Comcast Cares Day can also be an excellent way to build a relationship with the company. Many nonprofits that have benefited from using volunteers through their Cares Day have also received sponsorships and other donations from the company.
eBay makes it easy for nonprofits to fundraise on their website through the eBay for Charity program. Nonprofits need to register on the site with IRS documents and their EIN. Once they’re eligible, they start receiving funds from sellers and shoppers who support their cause.
Sellers choose a charity they support and designate a portion of their selling price to them. Similarly, the shoppers can donate an amount of up to $25 during checkout to their favorite charity. They can also choose symbolic gifts that give back to the community.
Walmart stores are all over the country, and most communities rely on them to provide the essentials. Nonprofits in these communities can benefit from having a Walmart in their area too. Walmart grants are an excellent option for smaller local organizations or local chapters of larger nonprofits.
Walmart stores offer community grants ranging from $250 – $5,000 to local nonprofits in their area. They have an open application process that runs from February to December for these grants, and nonprofits can apply up to 25 times in a grant cycle.
Disney has more than one nonprofit-specific program to help strengthen its impact on the community. With Double the Donation, they have created a matching gift program to match donations from a minimum of $25 up to $15,000.

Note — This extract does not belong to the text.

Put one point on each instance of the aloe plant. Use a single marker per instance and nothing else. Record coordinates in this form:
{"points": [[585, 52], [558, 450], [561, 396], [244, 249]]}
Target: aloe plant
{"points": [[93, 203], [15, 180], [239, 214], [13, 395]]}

Disney has a dedicated volunteer grant program called VoluntEARS. Their cast members can apply for a grant of up to $2,000 for their chosen nonprofit. The amount depends on the number of hours they’ve volunteered in a year. They also reward individual volunteers with a grant amount of up to $2,500 for being the VoluntEARS of the year.

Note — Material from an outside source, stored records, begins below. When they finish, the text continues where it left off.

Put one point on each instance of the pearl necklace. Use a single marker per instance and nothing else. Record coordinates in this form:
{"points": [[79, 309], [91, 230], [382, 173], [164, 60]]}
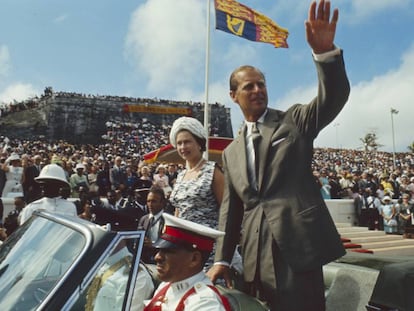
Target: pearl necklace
{"points": [[189, 170]]}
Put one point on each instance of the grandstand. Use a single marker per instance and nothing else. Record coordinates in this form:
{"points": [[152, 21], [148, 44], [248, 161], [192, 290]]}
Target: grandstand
{"points": [[86, 119]]}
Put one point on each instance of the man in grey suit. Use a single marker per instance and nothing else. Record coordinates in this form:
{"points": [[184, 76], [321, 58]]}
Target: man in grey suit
{"points": [[271, 204]]}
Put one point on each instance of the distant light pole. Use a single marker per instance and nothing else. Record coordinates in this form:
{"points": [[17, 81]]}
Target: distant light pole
{"points": [[336, 130], [393, 111]]}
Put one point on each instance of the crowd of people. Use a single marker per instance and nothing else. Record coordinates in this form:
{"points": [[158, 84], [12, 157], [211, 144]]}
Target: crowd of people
{"points": [[269, 202]]}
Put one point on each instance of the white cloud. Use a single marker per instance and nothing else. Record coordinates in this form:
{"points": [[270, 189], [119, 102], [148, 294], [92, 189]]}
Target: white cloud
{"points": [[368, 109], [60, 19], [18, 92], [4, 60], [166, 44], [362, 9]]}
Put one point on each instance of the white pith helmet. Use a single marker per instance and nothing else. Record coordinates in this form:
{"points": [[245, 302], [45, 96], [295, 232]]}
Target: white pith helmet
{"points": [[52, 172]]}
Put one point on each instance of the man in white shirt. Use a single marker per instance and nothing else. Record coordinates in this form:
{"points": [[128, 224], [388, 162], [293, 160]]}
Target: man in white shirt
{"points": [[152, 223], [52, 179], [182, 251]]}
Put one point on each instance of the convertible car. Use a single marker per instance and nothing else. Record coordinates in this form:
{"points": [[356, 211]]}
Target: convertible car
{"points": [[52, 263]]}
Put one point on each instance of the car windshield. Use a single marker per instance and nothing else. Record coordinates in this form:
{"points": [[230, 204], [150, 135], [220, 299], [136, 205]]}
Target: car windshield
{"points": [[33, 260]]}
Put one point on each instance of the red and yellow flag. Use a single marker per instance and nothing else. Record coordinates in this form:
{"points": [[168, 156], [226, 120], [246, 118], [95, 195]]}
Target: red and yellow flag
{"points": [[240, 20]]}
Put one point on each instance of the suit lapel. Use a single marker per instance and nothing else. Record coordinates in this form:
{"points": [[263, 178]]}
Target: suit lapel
{"points": [[236, 157], [267, 128]]}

The company also offers financial assistance and in-kind donations to causes and organizations working for –
- Disaster preparedness and relief
- Military families
- Environmental organizations
- Children’s health and hospitals
- Organizations promoting a healthy lifestyle
6. Dick’s Sporting Goods
Dick’s Sporting Goods can be a great solicitation option for Booster Clubs looking for company donations. A nonprofit with a youth sports team located near Dick’s Sporting Goods can receive a donation of up to $25,000 from the company. Your Booster Club may be for basketball, cheerleading, fencing, rowing, or more. Dick’s sporting goods supports all team sports if they are located in their community.

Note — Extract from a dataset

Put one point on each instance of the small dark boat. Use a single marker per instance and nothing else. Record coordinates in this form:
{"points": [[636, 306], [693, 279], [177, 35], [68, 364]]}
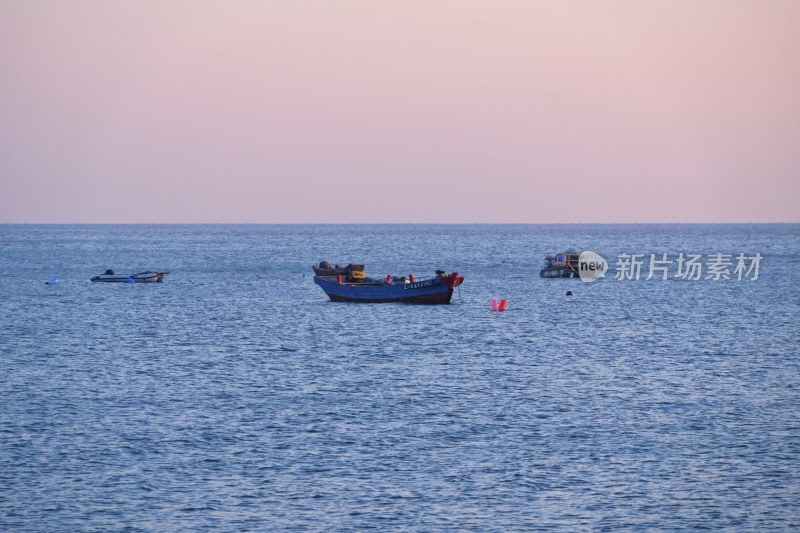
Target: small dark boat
{"points": [[563, 265], [326, 269], [142, 277], [358, 288]]}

Company donations can benefit a nonprofit in several ways. Whether you are looking for event sponsorships, in-kind donations, grants, or large matching gifts, connecting with these companies is a long process. Company relationships can be cultivated to grow into community partnerships that benefit both organizations. We hope this article gives you a good starting point to build these relationships and find company donations to help your nonprofit grow.